Brazil is internationally known for having a very progressive legislation and inclusive policieswhen it comes to land and property rights. Despite all the legal mechanisms created by recent
legislation to reverse exclusionary patterns of land use, nonetheless, the Brazilian judiciary is
ordering the eviction of thousands of marginalized families. In this dissertation I argue that these
removals and violations of citizens’ constitutional right to housing must be understood as part of
what I call legalized displacement; namely, land dispossession practices that are not only a direct result
of real estate speculation, including the financialization of the housing sector, but of a much broader
discriminating process, in which the courts are playing a major role. Drawing from Porto Alegre, a
city with a participatory planning tradition, this dissertation explores post-millennial eviction
apparatuses in Brazil, including the logics, actors, and laws behind displacement both within the formal and informal housing markets. My goal here is to investigate how these removal practices are
being validated – especially through urban-legal paradigms and judicial discourses – and contested –
particularly in the light of the attempt of democratizing the judicial process with the creation of
conciliation courts on collective land conflicts. The questions that guided this dissertation are: 1)

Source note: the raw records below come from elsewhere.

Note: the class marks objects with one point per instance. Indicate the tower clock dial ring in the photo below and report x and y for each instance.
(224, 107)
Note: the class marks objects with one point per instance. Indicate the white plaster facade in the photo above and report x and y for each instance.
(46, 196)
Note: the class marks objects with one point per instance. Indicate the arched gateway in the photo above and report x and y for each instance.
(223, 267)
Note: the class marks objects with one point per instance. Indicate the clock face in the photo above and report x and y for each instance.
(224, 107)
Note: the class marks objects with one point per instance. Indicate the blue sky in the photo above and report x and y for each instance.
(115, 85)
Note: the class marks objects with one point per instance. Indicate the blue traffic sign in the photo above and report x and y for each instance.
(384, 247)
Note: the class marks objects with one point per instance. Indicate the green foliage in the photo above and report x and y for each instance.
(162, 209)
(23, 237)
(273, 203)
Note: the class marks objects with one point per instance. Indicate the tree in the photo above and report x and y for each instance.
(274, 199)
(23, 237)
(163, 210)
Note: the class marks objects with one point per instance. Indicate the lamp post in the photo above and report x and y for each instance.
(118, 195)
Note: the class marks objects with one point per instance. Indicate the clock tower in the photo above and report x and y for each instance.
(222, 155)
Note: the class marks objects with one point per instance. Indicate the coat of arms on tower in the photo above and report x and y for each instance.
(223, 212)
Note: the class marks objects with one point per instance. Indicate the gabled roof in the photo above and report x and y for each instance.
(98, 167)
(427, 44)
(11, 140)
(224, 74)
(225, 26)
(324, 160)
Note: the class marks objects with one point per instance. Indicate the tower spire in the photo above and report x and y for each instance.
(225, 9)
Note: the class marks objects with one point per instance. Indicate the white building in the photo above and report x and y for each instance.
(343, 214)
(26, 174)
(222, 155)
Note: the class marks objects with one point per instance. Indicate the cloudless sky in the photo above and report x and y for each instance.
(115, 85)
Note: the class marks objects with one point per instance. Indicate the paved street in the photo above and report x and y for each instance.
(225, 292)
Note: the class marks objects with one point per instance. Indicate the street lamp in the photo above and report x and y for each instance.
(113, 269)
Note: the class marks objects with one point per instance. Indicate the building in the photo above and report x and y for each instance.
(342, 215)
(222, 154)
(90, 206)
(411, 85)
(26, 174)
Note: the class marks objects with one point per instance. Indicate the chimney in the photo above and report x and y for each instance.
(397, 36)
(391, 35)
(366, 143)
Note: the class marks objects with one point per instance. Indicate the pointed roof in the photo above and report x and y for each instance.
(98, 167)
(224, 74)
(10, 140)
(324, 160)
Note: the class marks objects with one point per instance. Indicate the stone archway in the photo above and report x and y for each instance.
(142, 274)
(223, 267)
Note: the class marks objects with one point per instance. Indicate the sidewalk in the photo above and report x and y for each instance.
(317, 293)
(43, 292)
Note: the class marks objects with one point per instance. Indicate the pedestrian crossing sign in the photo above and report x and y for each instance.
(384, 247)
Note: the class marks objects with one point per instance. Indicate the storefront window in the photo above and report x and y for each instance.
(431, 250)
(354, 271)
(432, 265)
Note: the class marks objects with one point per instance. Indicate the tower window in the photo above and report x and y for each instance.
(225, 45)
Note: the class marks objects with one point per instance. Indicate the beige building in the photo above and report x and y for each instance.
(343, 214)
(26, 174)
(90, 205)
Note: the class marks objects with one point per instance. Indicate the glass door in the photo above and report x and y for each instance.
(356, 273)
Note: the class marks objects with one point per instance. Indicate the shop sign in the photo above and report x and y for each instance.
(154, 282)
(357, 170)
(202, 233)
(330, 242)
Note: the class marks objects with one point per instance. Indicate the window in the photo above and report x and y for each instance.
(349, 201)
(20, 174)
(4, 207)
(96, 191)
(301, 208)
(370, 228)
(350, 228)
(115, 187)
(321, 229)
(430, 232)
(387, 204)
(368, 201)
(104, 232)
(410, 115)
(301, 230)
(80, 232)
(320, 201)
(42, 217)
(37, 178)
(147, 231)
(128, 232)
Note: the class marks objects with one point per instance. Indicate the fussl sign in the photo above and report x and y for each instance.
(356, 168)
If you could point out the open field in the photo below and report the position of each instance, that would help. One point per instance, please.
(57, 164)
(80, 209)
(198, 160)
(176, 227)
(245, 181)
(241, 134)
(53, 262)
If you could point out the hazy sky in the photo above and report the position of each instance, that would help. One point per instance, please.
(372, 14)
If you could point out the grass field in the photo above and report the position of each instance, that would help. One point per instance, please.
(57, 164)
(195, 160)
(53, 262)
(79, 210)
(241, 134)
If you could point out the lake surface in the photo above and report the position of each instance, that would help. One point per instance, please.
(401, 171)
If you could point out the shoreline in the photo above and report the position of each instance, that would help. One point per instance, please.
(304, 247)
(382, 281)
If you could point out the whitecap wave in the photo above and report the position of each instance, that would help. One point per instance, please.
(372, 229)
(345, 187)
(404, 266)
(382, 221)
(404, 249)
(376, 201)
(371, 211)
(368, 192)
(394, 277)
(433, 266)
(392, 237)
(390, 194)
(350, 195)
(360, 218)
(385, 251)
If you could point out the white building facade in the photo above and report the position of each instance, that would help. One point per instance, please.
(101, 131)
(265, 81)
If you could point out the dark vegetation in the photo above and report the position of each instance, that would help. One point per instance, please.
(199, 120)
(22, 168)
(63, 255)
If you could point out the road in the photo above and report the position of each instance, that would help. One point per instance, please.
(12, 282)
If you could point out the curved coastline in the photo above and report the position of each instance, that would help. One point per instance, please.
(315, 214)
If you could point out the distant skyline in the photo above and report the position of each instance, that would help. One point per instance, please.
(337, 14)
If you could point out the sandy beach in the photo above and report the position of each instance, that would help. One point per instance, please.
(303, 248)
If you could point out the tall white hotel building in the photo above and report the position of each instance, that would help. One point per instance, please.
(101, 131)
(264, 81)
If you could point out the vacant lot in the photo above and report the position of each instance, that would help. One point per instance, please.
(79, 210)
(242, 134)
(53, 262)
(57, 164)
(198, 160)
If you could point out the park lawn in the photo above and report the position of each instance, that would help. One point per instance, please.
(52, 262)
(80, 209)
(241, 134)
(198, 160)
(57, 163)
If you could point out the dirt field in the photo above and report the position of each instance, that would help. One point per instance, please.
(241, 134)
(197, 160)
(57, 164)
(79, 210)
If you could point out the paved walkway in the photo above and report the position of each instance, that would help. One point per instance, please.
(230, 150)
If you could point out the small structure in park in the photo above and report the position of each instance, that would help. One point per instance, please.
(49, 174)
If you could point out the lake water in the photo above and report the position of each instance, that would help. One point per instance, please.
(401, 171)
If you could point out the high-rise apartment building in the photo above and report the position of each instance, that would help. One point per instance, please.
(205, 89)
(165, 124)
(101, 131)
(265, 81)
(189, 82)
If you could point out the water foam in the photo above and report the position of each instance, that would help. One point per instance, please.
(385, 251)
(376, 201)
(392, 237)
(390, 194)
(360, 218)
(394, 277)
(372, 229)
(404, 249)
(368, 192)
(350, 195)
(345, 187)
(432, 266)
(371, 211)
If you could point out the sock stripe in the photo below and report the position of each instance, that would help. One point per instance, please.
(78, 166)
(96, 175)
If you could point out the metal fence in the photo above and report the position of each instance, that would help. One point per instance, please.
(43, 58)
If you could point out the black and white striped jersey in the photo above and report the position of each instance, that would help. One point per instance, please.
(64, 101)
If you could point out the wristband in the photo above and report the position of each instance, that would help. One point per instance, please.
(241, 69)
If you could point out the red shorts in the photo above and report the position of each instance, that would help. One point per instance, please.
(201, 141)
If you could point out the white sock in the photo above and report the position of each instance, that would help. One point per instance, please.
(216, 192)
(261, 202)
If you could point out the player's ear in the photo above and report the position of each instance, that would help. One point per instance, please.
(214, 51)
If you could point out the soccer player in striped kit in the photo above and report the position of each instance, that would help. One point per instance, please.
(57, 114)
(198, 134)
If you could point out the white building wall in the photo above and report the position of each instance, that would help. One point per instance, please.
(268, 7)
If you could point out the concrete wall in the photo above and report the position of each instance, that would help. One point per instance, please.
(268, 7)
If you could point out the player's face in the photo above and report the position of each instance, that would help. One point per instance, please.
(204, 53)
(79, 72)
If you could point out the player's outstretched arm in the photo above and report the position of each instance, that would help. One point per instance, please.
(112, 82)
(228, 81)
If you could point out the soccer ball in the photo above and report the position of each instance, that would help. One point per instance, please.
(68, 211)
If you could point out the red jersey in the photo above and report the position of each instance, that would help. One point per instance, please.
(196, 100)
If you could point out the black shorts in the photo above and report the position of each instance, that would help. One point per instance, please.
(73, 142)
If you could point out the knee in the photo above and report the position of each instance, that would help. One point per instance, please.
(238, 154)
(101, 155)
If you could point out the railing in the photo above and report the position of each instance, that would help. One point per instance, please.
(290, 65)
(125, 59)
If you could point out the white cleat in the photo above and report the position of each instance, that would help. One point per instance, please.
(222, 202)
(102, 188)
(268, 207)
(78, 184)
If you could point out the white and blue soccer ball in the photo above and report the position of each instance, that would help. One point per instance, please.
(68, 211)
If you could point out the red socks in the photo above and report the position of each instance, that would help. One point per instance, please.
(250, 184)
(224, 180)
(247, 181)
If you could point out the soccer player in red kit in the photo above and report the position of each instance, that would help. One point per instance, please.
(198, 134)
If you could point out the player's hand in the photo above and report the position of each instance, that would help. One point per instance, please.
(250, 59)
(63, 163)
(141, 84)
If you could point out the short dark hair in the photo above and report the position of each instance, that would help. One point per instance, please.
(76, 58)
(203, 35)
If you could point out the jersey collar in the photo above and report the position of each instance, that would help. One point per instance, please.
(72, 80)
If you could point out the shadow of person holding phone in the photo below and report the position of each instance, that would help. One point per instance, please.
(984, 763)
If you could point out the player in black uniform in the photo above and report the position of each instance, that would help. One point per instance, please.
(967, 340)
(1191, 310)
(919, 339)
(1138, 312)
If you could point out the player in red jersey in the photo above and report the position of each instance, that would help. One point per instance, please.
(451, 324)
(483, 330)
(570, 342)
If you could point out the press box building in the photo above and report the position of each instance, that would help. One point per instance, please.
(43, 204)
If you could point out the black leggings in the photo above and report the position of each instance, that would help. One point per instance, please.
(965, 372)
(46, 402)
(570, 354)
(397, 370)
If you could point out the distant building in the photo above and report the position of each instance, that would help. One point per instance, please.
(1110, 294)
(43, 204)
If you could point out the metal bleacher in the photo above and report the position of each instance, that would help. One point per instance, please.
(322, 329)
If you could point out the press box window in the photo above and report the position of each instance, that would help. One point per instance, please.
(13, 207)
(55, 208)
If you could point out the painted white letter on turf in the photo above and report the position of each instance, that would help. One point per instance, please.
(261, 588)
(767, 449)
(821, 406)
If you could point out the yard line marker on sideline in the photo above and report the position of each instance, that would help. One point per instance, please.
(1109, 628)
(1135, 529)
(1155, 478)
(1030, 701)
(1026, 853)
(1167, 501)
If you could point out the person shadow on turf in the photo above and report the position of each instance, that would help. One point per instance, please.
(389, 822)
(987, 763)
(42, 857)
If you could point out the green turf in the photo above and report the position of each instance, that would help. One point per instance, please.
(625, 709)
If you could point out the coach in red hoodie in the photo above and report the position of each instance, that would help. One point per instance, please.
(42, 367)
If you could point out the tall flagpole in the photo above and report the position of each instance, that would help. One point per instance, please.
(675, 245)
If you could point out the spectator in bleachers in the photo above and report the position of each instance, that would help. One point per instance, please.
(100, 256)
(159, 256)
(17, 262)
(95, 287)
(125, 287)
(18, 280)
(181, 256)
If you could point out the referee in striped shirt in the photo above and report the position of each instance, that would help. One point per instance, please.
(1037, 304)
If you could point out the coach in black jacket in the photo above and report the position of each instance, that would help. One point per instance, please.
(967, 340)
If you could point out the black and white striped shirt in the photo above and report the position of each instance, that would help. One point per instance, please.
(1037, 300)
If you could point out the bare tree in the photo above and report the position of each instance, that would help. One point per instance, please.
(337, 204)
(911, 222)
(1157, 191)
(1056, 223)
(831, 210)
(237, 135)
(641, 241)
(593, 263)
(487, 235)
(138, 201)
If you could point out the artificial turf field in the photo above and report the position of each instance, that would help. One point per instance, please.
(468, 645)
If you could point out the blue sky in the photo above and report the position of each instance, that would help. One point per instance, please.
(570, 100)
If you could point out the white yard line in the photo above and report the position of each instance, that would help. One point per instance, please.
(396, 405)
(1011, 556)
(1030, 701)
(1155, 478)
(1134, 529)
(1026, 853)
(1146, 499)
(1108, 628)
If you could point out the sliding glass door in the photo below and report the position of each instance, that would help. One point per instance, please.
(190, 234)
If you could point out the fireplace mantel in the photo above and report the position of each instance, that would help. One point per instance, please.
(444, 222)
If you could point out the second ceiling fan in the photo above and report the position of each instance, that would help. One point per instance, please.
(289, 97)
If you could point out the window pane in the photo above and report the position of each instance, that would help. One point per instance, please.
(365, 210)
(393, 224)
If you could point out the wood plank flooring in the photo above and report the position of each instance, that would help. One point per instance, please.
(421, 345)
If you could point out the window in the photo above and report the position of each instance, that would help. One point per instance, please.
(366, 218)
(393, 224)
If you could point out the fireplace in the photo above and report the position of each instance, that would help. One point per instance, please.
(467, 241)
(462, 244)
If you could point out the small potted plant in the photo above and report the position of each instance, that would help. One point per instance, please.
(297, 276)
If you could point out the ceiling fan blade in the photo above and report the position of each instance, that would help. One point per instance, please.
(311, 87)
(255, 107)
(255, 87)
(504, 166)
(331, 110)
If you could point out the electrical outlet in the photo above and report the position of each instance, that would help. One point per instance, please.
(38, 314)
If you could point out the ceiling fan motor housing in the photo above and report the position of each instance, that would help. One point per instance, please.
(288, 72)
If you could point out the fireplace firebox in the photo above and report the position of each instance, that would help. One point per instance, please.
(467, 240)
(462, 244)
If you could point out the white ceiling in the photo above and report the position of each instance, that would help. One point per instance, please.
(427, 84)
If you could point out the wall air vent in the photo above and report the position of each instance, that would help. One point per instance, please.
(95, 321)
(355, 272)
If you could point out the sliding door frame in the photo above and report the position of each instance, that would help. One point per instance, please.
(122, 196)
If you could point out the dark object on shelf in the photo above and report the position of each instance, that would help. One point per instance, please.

how are evictions pursued by the Brazilian judiciary today and how are they contested; 2) how are
legal frameworks of land use and property rights being used to justify displacement; and 3) what is
the role of conciliation courts, formal spaces of land disputes in Porto Alegre, in challenging
collective dispossession. To answer my questions, I employ archival research, spatial and discourse
analysis, semi-structured interviews, and participant observation. I find that the courts barely cite
paradigmatic urban and land legislations in their rulings, relying instead on specific articles from civil
procedure codes, bureaucratically regulating possessory actions. I also conclude that judges are
mobilizing political ideologies that condemn alternative tenure models. Finally, my last chapter
shows that the new model of justice through conciliation courts does not result in a real
redistribution of power and resources, as marginalized groups are still ignored and eventually
dehumanized in these mediation hearings.